When local housing initiatives like the Under One Roof program or the supportive housing project at Government Road and Centennial Way come under fire, we need to ask ourselves: are we truly seeing the people affected, or just reacting to fear?

Programs like Under One Roof, run by Squamish Helping Hands, offer more than shelter. They provide hot meals, showers, medical support, and a safe place to rest. These are not handouts—they are lifelines. For people like me and many others in our town, these programs are the only buffer between survival and crisis.

Opposition often comes dressed in language like “concern for property values” or “safety,” but these fears rarely reflect reality. In fact, numerous studies show that supportive housing does not increase crime and often leads to safer communities by reducing instability.

When we claim shelters “hurt neighbourhoods,” what we’re often really saying is: “I don’t want to be reminded of suffering.” But homelessness doesn’t disappear when we ignore it—it grows. Judging an entire group by a few negative stories is a dangerous generalization that undermines real progress.

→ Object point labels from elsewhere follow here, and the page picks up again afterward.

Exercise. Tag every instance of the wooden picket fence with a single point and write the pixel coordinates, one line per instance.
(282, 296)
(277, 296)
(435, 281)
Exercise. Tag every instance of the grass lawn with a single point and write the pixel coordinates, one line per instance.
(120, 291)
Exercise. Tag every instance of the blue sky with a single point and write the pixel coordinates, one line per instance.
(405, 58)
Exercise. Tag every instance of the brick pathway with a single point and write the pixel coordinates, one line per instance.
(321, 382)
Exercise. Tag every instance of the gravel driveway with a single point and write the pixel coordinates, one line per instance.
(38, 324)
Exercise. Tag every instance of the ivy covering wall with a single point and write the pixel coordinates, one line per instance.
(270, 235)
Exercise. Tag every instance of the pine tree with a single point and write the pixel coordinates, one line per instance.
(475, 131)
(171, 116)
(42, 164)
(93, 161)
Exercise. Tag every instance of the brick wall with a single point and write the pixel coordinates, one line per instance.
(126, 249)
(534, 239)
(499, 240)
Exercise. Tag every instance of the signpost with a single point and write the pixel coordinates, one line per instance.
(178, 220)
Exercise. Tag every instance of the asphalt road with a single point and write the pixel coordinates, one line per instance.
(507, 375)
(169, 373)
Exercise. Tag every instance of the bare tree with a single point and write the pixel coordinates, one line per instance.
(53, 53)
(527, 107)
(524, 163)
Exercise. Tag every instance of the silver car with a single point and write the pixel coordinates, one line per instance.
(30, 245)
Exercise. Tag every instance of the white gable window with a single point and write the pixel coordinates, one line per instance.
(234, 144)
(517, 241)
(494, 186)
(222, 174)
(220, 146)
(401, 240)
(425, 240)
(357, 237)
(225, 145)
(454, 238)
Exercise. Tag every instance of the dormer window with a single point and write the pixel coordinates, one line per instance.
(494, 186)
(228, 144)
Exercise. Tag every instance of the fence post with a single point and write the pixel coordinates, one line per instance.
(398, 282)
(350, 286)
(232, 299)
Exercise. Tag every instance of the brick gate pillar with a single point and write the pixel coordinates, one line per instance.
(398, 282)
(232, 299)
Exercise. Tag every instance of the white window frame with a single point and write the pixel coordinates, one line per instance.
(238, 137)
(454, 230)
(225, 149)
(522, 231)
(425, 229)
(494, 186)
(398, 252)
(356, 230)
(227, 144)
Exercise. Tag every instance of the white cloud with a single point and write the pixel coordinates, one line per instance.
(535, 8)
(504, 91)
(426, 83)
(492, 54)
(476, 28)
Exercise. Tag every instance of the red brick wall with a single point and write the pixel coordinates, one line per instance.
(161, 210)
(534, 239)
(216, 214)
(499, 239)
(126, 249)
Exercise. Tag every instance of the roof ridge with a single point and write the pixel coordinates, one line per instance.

Homelessness exists in Squamish. It’s not an urban problem we can blame on Vancouver. It’s here, it’s growing, and ignoring it won’t make it go away. We need to stop calling the police when someone is having a hard day and start listening instead. Compassion is not weakness—it’s courage in action.

Supportive housing is not charity. It’s justice. It gives people a chance to rebuild, regain dignity, and rejoin the fabric of the community. The project at Government Road isn’t just about construction—it’s a moral statement about what kind of town Squamish wants to be.

Will we let fear decide who deserves help—or will we build a town rooted in kindness and resilience?

Let’s stop debating whether people are “worthy” of housing. Everyone deserves a foundation. And if we won’t build that foundation together, then we all live on shaky ground.